Torturers usually believe they are carrying out the will of their societies -- and feel betrayed when the public professes outrage after the abuses come to light, said a range of historians, activists and psychologists. This mentality has played out in the Israeli-Palestinian struggle, in the conflict in Northern Ireland, during the Holocaust and within the Chicago Police Department.
"When torture takes place, people believe they are on the high moral ground, that the nation is under threat and they are the front line protecting the nation, and people will be grateful for what they are doing," said John Conroy, author of "Unspeakable Acts, Ordinary People," which examined torture in several settings.
What happened at Abu Ghraib, Conroy and other experts said, probably grew out of a shift in American priorities after the Sept. 11, 2001, attacks: the subordination of human rights to victory in the war against terrorism.
Large numbers of Americans have asserted since the attacks that the war against terrorism is a new kind of battle that must be fought with new methods, including coercive techniques. Significant portions of the public in opinion polls, military strategists, law experts, and even ethicists and the clergy have endorsed using torture to gain information that could avert terrorist attacks.

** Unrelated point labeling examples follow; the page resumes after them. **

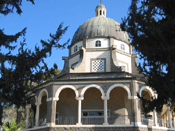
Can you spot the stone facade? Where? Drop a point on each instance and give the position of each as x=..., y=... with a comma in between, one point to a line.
x=97, y=89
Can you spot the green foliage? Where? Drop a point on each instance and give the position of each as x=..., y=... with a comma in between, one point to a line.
x=12, y=126
x=151, y=26
x=22, y=71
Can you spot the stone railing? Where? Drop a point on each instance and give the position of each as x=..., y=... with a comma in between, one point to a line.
x=64, y=120
x=114, y=120
x=147, y=121
x=119, y=120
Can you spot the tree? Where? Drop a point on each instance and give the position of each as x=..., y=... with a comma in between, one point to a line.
x=151, y=26
x=20, y=71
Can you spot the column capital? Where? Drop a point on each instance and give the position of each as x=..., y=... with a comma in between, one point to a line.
x=28, y=106
x=80, y=98
x=38, y=103
x=105, y=97
x=52, y=99
x=134, y=97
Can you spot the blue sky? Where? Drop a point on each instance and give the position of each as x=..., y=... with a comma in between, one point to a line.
x=45, y=16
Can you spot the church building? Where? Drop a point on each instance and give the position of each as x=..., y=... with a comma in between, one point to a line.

Experts have justified torture based on pragmatism, military history and theories of a just war. But coercive measures should be reserved for extreme cases, these experts say, not the situation at Abu Ghraib, where Iraqi detainees were not terrorist leaders.

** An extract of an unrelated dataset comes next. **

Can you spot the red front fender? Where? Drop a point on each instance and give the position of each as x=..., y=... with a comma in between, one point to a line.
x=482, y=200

Human rights activists said such arguments stand on a slippery slope: Once captors are given license to torture, the abuse of large numbers of prisoners usually becomes standard operating procedure.
Post-9/11 Climate
"Since 9/11, the Defense Department has openly adopted stress and duress techniques," said Kenneth Roth, executive director of Human Rights Watch. "We have learned from the Army that there is a 72-point matrix of stress that the Pentagon has adopted to guide interrogators. It outlines different forms of coercion that can be applied. It includes everything from different amounts of sleep deprivation and sensory deprivation, to sensory overload, stripping, hooding, binding detainees in various positions -- essentially everything we have seen in these pictures short of the sexual humiliation."

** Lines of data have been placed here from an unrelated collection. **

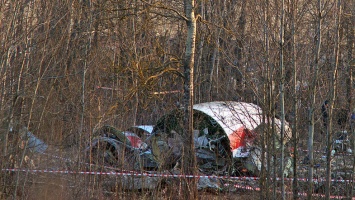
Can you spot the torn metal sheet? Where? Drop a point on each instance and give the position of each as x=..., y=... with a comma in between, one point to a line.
x=222, y=130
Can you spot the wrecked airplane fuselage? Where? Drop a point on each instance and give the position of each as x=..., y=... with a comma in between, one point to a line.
x=226, y=137
x=224, y=132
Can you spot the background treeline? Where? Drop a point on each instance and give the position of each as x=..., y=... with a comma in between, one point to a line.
x=67, y=67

The Bush administration has said U.S. forces do not use torture. Defense Secretary Donald H. Rumsfeld has called the abusers "un-American" and asserted that the guards were acting on their own. But according to the military investigation into the abuses at Abu Ghraib, guards said they were told to prepare Iraqis for interrogation, and military intelligence personnel commended the abusers for making detainees compliant.
One witness told a military investigation that interrogators had asked guards to "loosen this guy up for us." Another said the abuse was "to get these people to talk." A third said that male detainees "were made to wear female underwear, which I think was to somehow break them down."
While Americans have been shocked by the reports from Baghdad, one poll in October 2001 found that 45 percent of Americans were willing to use torture "if it were necessary to combat terrorism." Much of this support rested on hypothetical scenarios in which a terrorist had knowledge about an attack planned on the United States, and torture was seen as the only way to extract information that could save thousands of lives.
Harvard law professor Alan M. Dershowitz, a self-described pragmatist, said he believes the United States currently employs torture in some circumstances and will continue to do so. A public debate, he said, would ensure that top leaders, not servicemen and women, decide when it is appropriate.
"If someone asked me to draft the statute, I would say, 'Try buying them off, then use threats, then truth serum, and then if you came to a last recourse, nonlethal pain, a sterilized needle under the nail to produce excruciating pain,' " he said. "You would need a judge signing off on that. By making it open, we wouldn't be able to hide behind the hypocrisy."
Dershowitz said the judge might refuse to sign the order, creating a check that does not now exist.